By the way, the version of gtdbtk I used is 1.7.0 and iphop version is 1.3.0. I'm sure there's a problem with add_to_db
because that I use the standard database(Sept_2021_pub_rw_w_Wetland_hosts) and my own viral contigs and it worked! I add the MAGs to standard host database (Sept_2021_pub_rw) using the following commands:
gtdbtk de_novo_wf --genome_dir ../../binning_analysis/bac_MAGs_seq/ \
--bacteria \
--outgroup_taxon p__Patescibacteria \
--out_dir MAGs_GTDB-tk_results/ \
--cpus 64 \
--force \
--extension fa
gtdbtk de_novo_wf --genome_dir ../../binning_analysis/bac_MAGs_seq/ \
--archaea \
--outgroup_taxon p__Altarchaeota \
--out_dir MAGs_GTDB-tk_results/ \
--cpus 64 \
--force \
--extension fa
iphop add_to_db --fna_dir ../../binning_analysis/bac_MAGs_seq/ \
--gtdb_dir MAGs_GTDB-tk_results/ \
--out_dir Sept_2021_pub_rw_w_soybean_hosts \
--db_dir /public/zycheng/database/virus.db/iphop_db/Sept_2021_pub_rw/
iphop predict --fa_file ../checkv_contigs.fa \
--db_dir Sept_2021_pub_rw_w_soybean_hosts/ \
--out_dir iphop_output \
-t 64
Thanks for your help!
Best,
Zhongyi
Comments (5)
-
reporter -
repo owner Hi Zhongyi,
Yes, you guess it right, something weird happened and some of your bin did not get a value in the “std” column.
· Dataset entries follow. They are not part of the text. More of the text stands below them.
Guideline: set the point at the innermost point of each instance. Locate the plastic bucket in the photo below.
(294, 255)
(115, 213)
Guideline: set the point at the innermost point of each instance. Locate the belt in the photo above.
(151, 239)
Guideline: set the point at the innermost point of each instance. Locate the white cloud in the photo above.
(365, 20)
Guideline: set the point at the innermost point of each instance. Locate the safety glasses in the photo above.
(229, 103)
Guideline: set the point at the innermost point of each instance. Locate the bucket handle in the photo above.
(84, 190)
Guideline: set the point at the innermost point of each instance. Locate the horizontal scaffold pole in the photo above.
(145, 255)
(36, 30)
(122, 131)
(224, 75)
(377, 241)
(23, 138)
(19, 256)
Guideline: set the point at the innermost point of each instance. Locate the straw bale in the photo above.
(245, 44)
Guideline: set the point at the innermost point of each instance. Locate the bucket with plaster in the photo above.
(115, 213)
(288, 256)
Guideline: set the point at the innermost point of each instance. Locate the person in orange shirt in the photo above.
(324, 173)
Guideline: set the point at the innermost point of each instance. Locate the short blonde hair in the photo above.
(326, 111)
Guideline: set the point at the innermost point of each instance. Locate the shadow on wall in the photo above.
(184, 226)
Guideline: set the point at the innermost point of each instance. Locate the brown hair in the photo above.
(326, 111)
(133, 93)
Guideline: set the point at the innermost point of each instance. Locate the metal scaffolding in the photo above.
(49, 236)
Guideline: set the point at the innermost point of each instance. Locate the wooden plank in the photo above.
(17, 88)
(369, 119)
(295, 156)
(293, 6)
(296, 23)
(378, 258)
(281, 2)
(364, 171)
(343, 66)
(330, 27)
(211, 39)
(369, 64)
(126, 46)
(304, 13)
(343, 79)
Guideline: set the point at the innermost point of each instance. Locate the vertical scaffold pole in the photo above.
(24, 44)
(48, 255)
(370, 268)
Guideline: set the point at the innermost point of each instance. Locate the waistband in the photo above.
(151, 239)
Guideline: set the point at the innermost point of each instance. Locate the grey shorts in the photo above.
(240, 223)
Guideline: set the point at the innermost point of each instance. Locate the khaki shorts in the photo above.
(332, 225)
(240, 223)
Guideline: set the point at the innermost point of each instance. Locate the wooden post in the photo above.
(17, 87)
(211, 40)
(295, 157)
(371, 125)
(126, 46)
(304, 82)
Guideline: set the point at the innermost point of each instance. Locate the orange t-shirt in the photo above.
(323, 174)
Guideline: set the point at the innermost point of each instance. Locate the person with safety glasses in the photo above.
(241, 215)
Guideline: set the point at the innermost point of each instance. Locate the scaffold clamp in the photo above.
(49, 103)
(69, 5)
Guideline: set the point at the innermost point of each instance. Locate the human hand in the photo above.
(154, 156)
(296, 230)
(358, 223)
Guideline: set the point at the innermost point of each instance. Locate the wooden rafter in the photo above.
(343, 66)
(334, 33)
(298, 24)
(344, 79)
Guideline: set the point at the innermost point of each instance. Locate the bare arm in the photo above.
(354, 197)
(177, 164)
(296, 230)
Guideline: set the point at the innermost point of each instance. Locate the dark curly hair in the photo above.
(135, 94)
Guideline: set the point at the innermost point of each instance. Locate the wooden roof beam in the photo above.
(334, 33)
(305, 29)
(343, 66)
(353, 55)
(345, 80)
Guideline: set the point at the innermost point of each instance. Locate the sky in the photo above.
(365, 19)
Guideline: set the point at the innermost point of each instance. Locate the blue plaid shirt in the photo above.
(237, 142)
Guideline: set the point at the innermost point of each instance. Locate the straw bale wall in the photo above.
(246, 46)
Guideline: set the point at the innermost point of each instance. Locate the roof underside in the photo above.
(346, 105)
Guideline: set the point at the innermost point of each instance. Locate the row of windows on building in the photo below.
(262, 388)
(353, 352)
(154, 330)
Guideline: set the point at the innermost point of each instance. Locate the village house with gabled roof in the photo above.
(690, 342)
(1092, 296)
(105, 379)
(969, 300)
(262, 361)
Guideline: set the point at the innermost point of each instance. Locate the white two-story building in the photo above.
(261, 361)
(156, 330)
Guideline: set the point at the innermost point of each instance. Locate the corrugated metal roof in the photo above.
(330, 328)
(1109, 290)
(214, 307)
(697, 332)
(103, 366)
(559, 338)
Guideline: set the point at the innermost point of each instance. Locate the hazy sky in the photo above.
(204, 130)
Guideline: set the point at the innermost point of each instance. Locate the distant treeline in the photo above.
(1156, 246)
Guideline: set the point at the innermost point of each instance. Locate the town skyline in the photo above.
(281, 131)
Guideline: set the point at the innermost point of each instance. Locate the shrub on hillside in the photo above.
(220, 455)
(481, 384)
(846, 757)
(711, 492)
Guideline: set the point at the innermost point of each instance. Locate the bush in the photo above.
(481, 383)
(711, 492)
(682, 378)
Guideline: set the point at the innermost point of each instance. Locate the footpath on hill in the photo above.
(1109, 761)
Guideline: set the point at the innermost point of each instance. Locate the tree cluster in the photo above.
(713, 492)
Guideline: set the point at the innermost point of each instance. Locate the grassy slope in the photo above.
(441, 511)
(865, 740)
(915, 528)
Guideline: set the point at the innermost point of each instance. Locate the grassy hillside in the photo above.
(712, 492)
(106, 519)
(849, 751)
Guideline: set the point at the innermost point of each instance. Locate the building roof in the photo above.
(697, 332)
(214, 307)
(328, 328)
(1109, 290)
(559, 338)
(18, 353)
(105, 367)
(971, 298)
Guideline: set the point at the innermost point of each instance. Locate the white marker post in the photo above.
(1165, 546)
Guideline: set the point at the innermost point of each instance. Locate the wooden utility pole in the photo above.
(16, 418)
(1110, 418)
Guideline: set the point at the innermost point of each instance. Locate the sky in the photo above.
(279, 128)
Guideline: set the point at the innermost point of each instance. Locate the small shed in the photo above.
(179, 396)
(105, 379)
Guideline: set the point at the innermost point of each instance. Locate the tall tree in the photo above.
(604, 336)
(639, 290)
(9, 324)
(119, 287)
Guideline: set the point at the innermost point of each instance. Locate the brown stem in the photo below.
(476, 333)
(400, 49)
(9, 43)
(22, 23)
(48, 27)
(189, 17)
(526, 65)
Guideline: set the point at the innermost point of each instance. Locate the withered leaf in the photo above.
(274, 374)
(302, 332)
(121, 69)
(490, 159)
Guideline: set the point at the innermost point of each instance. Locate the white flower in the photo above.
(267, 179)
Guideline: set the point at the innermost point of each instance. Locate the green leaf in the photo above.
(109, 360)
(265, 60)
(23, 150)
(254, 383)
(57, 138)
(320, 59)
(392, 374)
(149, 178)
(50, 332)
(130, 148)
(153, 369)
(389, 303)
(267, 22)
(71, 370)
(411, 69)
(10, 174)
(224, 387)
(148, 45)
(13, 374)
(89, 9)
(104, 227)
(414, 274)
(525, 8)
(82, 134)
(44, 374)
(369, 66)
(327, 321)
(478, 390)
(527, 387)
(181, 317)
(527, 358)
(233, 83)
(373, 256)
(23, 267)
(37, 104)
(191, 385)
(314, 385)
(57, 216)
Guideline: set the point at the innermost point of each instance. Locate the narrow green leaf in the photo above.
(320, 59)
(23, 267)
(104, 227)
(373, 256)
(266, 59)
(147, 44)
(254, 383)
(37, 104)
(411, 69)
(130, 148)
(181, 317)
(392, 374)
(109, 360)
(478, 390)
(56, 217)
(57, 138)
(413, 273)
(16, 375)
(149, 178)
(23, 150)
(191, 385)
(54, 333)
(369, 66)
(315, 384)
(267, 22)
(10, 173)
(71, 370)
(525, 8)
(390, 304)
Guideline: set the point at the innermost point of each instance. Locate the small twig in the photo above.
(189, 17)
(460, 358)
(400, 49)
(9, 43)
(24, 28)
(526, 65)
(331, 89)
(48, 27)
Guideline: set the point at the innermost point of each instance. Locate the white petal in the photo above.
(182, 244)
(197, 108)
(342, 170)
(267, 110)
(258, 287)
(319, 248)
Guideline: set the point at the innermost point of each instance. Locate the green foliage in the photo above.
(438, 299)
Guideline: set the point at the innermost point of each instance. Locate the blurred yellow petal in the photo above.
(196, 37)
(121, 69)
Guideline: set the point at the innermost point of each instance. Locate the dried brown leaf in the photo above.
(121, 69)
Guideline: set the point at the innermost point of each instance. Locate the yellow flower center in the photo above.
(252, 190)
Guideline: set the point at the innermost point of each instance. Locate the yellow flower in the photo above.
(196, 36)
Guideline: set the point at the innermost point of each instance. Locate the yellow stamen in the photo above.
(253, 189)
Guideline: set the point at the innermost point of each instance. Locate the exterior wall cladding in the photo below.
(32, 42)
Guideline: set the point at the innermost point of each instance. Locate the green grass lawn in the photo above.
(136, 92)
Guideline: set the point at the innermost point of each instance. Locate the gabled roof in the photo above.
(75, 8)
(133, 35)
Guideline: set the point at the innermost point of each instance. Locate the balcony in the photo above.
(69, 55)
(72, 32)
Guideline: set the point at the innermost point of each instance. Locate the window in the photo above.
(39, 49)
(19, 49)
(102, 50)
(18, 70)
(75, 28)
One thing you can do just to make sure that this is what is causing the issue is to manually modify the file (e.g. put “0.020000” which is a typical value in this column). If that works, then I need to figure out why these bins did get a likelihood but no std.
Thanks,
Best,
Simon
-
reporter Hi Simon,
I have fixed this issue by updating iphop to 1.3.2. Thanks!
Best,
Zhongyi
-
repo owner Oh that makes sense, sorry I did not notice you were running iPHoP 1.3.0. There was a bug that was fixed from 1.3.1 to 1.3.2, so everything makes sense :-)
Best,
Simon
-
repo owner - changed status to closed
Solved
- Log in to comment
Hi Simon,
I checked the output files of my custom database (Sept_2021_pub_rw_w_soybean_hosts) and found that there are blanks in db_infos/Wish_extra_negFits.csv:
Maybe it is the reason? I wonder that why this happened and how to fix it? Thanks in advance!